"For it is said that humans are never satisfied, that you give them one thing and they want something more. And this is said in disparagement, whereas it is one of the greatest talents the species has and one that has made it superior to animals that are satisfied with what they have."
I am currently teaching a junior/senior elective literature course. So far they have read Kindred by Octavia Butler, The Hunger Games by Suzanne Collins, Ender's Game by Orson Scott Card, and The Pearl by John Steinbeck. My seniors are done on Tuesday, so we are in the middle of prepping for their final exam. Since I taught the first three books, I figured I might as well read Steinbeck's novella to help them prepare. Thankfully I had a copy on my shelf, so I dove in the other night, determined to finish (because apparently I can only start books recently, not finish them).
When I told my students I was going to read the book so I could help them prepare better, they all told me, in varying ways, that the book was boring, stupid, and horrible. I was a little surprised, since most of them liked Of Mice and Men, which is part of the curriculum for the tenth grade classes. But, I know that sometimes you can like a book by an author and then hate another work.
I dove in with that in mind, and tried to keep that perspective in mind as I flew through the 90 page book. I think I am becoming more familiar with Steinbeck, but I was a bit taken aback by the tone in the book.
The Pearl is a retelling of a Mexican folktale. The focus is on a couple, Kino and Juana, who are down on their luck and struggling. They find a beautiful pearl worth more money than they can dream of...and their world crumbles apart. The book is very much one of those "moral" books. And I know that is exactly why my high school students hated it.
I personally can't stand books that preach too much, or that shove a lesson down your throat. That doesn't mean I don't seek those things out, because I do, but I don't like the lesson being flashed in front me on every other page. It drives me crazy.
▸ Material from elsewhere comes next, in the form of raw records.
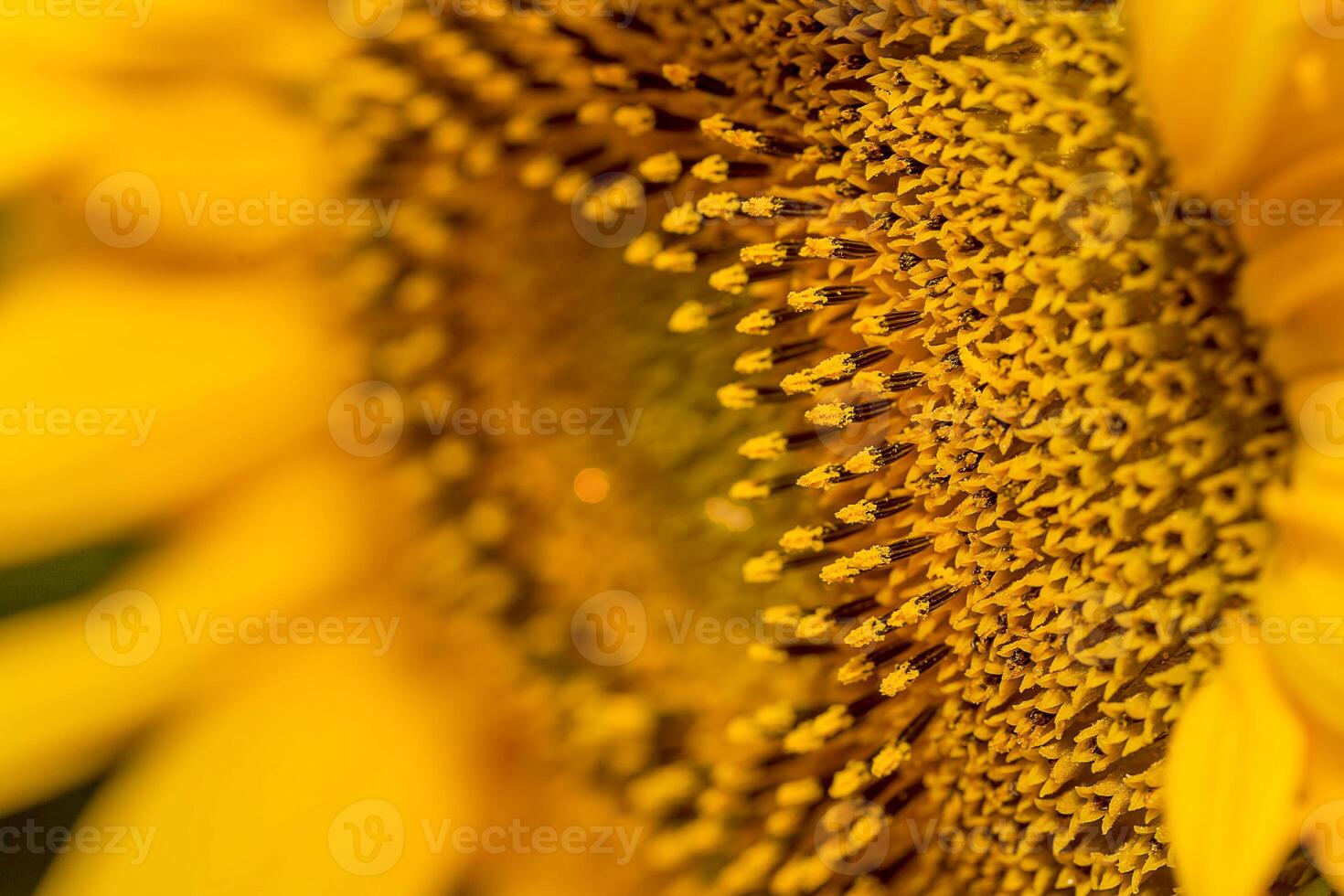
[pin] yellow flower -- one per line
(1007, 397)
(1040, 422)
(1269, 140)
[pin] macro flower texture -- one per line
(677, 446)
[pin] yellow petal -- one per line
(325, 772)
(187, 174)
(125, 398)
(1210, 71)
(1232, 784)
(1304, 584)
(1323, 825)
(82, 676)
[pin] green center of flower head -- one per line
(995, 382)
And I can imagine that is what drove my students nuts as well. Steinbeck's tale certainly has an agenda-to remind us all that gaining wealth comes with consequences, and that sometimes if you dream too high, it will all come crashing down. And that message comes through loud and clear. That isn't to say the book is bad. It isn't. It still has the same voice of Steinbeck. There were passages that I absolutely loved, but the overall book didn't do it for me. But, I'll push through with my kids and help them study for the exam as best I can. :)
I've heard that a lot of people don't care for Steinbeck's shorter works. I haven't gotten to any of the big ones, like The Grapes of Wrath or East of Eden, so I can't really weigh in. Let me know where you fall on the Steinbeck fan-scale.